If you installed the system at all, just installed it from scratch, then it needs to put a lot in the snapshot, because it has everything new. If the system worked ... at least one snapshot did, then after that it doesn’t have many modifications, and the next snapshots happen very quickly. And if you remove all of our checks and assertions, then it probably takes about five seconds.

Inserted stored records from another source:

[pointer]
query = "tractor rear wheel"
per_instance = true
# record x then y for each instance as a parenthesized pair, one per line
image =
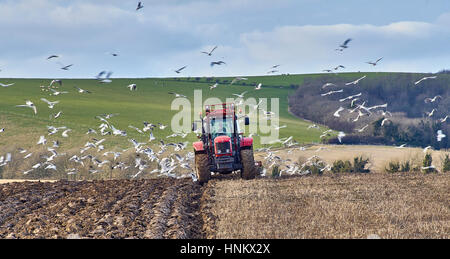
(202, 168)
(248, 170)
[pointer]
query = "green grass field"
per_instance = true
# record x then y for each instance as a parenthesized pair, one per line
(151, 102)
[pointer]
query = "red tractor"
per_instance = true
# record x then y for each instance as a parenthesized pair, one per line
(222, 148)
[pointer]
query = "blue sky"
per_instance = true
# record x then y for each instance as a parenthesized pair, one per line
(251, 35)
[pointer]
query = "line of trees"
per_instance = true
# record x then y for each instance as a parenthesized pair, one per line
(410, 122)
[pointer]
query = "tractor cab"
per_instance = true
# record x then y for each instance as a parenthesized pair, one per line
(222, 147)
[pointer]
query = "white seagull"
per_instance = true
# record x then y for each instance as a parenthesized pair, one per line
(440, 135)
(51, 105)
(356, 81)
(432, 100)
(29, 104)
(374, 63)
(336, 114)
(209, 53)
(333, 92)
(424, 78)
(132, 87)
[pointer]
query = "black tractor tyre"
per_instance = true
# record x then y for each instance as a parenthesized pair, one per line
(248, 170)
(202, 168)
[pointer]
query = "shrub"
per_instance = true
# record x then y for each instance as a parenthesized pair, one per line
(393, 167)
(359, 164)
(427, 164)
(275, 171)
(405, 167)
(446, 164)
(340, 166)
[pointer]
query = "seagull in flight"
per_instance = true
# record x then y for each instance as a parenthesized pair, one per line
(374, 63)
(356, 81)
(29, 104)
(209, 53)
(336, 113)
(363, 128)
(66, 67)
(332, 92)
(213, 86)
(57, 92)
(429, 114)
(52, 56)
(6, 85)
(340, 66)
(424, 78)
(178, 95)
(432, 100)
(132, 87)
(341, 134)
(51, 105)
(401, 146)
(238, 79)
(55, 81)
(240, 95)
(328, 84)
(82, 90)
(426, 149)
(140, 6)
(179, 70)
(440, 135)
(343, 45)
(220, 62)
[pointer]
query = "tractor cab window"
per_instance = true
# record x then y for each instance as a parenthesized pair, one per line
(221, 127)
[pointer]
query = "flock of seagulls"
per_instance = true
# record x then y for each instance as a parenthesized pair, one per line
(359, 107)
(164, 162)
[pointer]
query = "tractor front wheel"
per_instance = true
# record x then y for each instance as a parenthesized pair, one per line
(202, 168)
(248, 170)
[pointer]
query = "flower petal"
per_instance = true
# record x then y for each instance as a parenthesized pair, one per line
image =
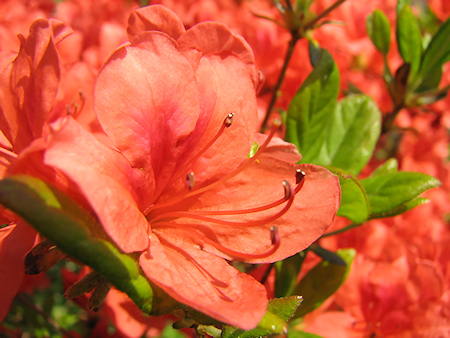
(203, 281)
(15, 242)
(213, 37)
(107, 181)
(28, 96)
(155, 18)
(312, 211)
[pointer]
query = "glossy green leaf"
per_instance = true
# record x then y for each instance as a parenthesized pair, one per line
(436, 54)
(354, 203)
(388, 192)
(401, 4)
(388, 167)
(286, 274)
(58, 218)
(402, 208)
(327, 255)
(278, 312)
(302, 334)
(409, 38)
(310, 112)
(322, 281)
(379, 31)
(351, 138)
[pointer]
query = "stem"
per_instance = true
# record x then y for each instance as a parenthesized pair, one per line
(348, 227)
(43, 314)
(287, 58)
(310, 24)
(390, 117)
(295, 36)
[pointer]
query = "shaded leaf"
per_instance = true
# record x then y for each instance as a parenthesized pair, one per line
(436, 54)
(402, 208)
(311, 109)
(322, 281)
(388, 167)
(354, 202)
(52, 213)
(327, 255)
(409, 38)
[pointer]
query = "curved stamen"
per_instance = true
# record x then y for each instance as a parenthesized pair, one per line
(227, 122)
(190, 180)
(275, 238)
(289, 196)
(239, 169)
(250, 210)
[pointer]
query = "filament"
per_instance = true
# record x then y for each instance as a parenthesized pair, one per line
(275, 238)
(243, 166)
(289, 196)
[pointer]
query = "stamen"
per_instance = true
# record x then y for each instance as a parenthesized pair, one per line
(228, 120)
(226, 124)
(8, 154)
(190, 180)
(276, 124)
(261, 80)
(274, 236)
(76, 108)
(299, 176)
(289, 196)
(255, 209)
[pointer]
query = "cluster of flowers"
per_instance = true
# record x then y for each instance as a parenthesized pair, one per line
(146, 117)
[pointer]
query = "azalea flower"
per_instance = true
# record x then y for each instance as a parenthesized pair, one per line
(28, 85)
(179, 187)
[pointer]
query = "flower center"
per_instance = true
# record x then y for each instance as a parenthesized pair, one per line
(170, 214)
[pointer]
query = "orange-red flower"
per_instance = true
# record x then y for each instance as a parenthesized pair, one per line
(179, 188)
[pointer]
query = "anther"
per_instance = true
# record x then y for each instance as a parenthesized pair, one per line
(276, 123)
(274, 236)
(228, 120)
(299, 176)
(190, 180)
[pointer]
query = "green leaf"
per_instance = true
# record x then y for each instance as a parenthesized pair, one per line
(327, 255)
(388, 192)
(436, 54)
(58, 218)
(322, 281)
(354, 203)
(401, 4)
(284, 307)
(379, 31)
(302, 334)
(402, 208)
(278, 312)
(430, 81)
(310, 112)
(352, 135)
(314, 52)
(286, 274)
(388, 167)
(409, 38)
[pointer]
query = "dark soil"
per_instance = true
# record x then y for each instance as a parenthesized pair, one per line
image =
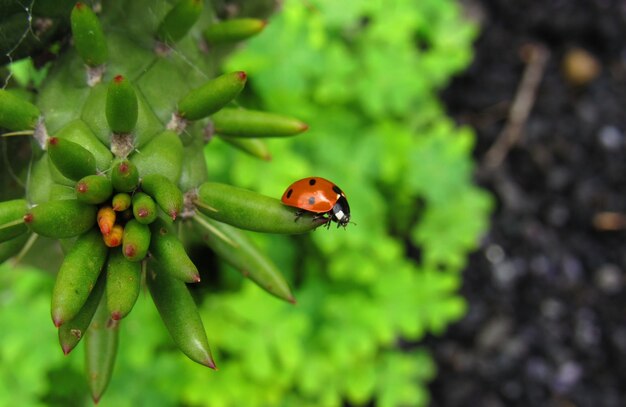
(547, 290)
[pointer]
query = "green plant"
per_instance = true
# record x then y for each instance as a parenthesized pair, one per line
(118, 173)
(365, 77)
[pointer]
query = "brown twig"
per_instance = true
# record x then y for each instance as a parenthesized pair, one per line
(609, 221)
(536, 57)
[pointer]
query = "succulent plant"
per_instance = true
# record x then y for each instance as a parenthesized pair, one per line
(118, 173)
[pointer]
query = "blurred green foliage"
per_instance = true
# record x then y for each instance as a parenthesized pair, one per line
(365, 75)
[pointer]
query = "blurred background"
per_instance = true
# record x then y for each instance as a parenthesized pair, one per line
(481, 146)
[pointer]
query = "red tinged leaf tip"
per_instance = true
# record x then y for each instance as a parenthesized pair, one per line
(210, 363)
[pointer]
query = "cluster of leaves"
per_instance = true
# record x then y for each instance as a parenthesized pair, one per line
(365, 76)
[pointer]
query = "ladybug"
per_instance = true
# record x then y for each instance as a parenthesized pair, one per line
(320, 196)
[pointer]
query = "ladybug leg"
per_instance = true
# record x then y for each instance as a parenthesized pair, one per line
(299, 214)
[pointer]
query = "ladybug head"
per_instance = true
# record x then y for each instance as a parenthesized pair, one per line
(341, 212)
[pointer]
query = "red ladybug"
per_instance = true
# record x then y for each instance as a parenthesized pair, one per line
(320, 196)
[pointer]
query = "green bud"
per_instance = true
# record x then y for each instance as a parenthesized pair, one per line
(89, 38)
(100, 350)
(162, 155)
(179, 20)
(253, 146)
(12, 247)
(77, 276)
(11, 219)
(252, 211)
(144, 208)
(194, 170)
(166, 194)
(71, 332)
(59, 192)
(234, 247)
(121, 105)
(78, 132)
(40, 182)
(94, 189)
(252, 123)
(71, 159)
(122, 287)
(236, 29)
(16, 113)
(61, 219)
(169, 251)
(121, 201)
(212, 96)
(124, 176)
(179, 314)
(136, 240)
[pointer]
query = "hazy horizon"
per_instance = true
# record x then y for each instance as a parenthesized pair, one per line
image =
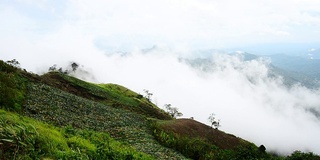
(155, 35)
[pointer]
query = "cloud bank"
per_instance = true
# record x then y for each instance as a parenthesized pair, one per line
(250, 104)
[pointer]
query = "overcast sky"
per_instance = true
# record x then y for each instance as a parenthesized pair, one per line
(250, 104)
(126, 25)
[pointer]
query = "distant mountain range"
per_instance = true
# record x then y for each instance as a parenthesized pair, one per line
(303, 68)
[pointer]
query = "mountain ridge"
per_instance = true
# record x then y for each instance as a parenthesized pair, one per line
(76, 109)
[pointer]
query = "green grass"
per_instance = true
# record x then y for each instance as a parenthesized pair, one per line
(109, 94)
(56, 116)
(63, 109)
(25, 138)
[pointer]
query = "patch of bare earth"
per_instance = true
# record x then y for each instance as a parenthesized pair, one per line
(194, 129)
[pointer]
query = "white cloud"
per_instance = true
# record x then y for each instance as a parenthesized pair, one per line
(249, 104)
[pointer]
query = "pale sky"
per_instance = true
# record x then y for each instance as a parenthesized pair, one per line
(126, 25)
(250, 104)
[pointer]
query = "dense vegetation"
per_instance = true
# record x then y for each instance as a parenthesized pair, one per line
(56, 116)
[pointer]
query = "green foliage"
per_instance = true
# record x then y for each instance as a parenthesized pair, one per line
(54, 106)
(195, 148)
(24, 138)
(109, 94)
(298, 155)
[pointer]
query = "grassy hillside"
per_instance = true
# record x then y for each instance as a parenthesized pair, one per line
(56, 116)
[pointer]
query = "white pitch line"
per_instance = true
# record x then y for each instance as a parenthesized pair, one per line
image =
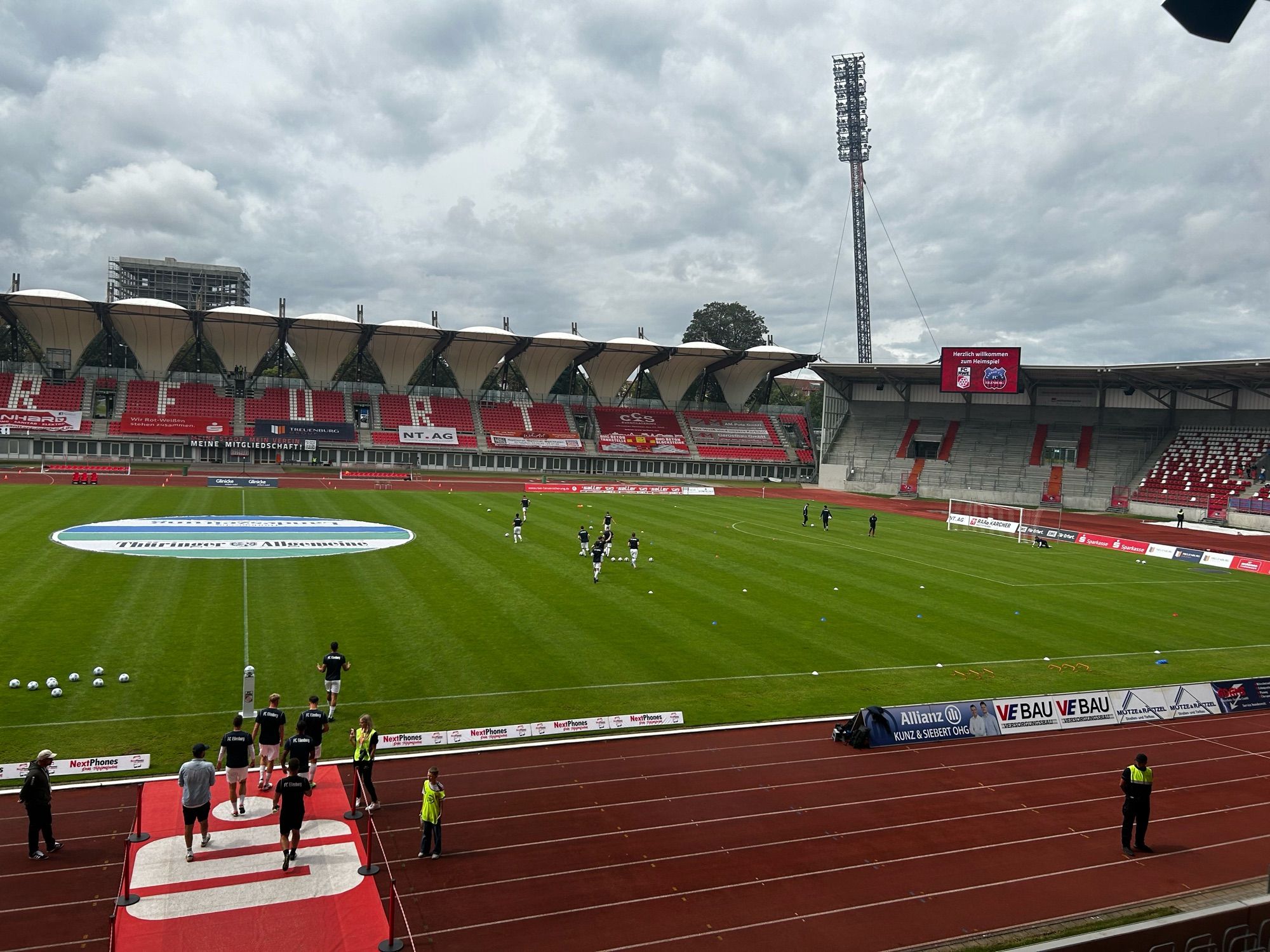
(958, 572)
(665, 684)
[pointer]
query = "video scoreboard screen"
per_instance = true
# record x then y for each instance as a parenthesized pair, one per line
(980, 370)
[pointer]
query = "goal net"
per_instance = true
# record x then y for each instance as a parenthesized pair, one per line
(966, 516)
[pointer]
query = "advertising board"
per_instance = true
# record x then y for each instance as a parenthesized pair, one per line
(980, 370)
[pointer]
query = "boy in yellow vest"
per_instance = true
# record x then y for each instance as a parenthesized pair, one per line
(434, 799)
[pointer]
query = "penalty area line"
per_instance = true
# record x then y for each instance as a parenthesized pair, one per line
(947, 569)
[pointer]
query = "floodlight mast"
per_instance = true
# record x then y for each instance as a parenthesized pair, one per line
(849, 87)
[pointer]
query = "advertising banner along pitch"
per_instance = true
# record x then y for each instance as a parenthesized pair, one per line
(54, 421)
(78, 767)
(305, 430)
(1247, 695)
(920, 724)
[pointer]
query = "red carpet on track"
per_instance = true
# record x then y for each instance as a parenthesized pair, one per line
(236, 892)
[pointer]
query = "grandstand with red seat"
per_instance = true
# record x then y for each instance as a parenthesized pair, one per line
(401, 411)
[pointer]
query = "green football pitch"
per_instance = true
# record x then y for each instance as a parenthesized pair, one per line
(732, 609)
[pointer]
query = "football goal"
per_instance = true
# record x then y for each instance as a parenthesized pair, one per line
(1024, 525)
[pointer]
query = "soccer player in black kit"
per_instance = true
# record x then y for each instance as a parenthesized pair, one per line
(238, 755)
(598, 559)
(335, 664)
(314, 724)
(289, 804)
(269, 728)
(299, 750)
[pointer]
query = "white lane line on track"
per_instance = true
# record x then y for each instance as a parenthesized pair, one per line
(797, 536)
(899, 751)
(247, 656)
(976, 789)
(765, 882)
(669, 682)
(46, 870)
(882, 775)
(925, 897)
(843, 835)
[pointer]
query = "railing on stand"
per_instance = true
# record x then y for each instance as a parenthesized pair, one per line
(126, 897)
(370, 838)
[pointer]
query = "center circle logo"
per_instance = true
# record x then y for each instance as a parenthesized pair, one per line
(233, 536)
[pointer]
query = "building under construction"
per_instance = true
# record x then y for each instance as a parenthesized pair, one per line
(196, 288)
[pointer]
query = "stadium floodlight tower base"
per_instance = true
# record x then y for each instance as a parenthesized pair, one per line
(987, 517)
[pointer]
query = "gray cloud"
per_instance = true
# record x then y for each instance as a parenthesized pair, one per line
(1089, 182)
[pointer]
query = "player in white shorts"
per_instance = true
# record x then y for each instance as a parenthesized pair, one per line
(238, 755)
(269, 729)
(335, 664)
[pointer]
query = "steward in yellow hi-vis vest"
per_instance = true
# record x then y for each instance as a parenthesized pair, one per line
(1136, 783)
(430, 817)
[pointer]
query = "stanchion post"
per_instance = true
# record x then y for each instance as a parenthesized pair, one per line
(135, 835)
(355, 813)
(392, 944)
(370, 869)
(128, 897)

But the current core, which I show you, has all these checks in it, and secondly, it is now running as if it had just been born after installation, respectively, taking a snapshot takes quite a long time, because after taking a snapshot, we still check for consistency to make sure that the system of snapshots ... oh, silent, fine ... we will have an honest experiment, the virtual machine in which Phantom works, for some reason decided to break.

Accordingly, we will assume that he was pulled out of the socket completely unexpectedly. Now she breaks, Windows is a very thoughtful thing, for some reason she does not want to kill it right away, here. What is another value of such a structure? The fact is that the Phantom starts very quickly, ... what is a snapshot raising? This means that the kernel was loaded, and the kernel is very small, after which the kernel found the memory location map on the disk, lifted it into memory and started further. All other disk accesses occur within the framework of ordinary pagefaults, which are caused by memory accesses that have not yet loaded. Why is it important? Because modern computers are constantly migrating mz desktop-type laptops, in some built-in applications. My TV has Linux, for example. And this Linux, for some reason, starts eight seconds, it terribly annoys me.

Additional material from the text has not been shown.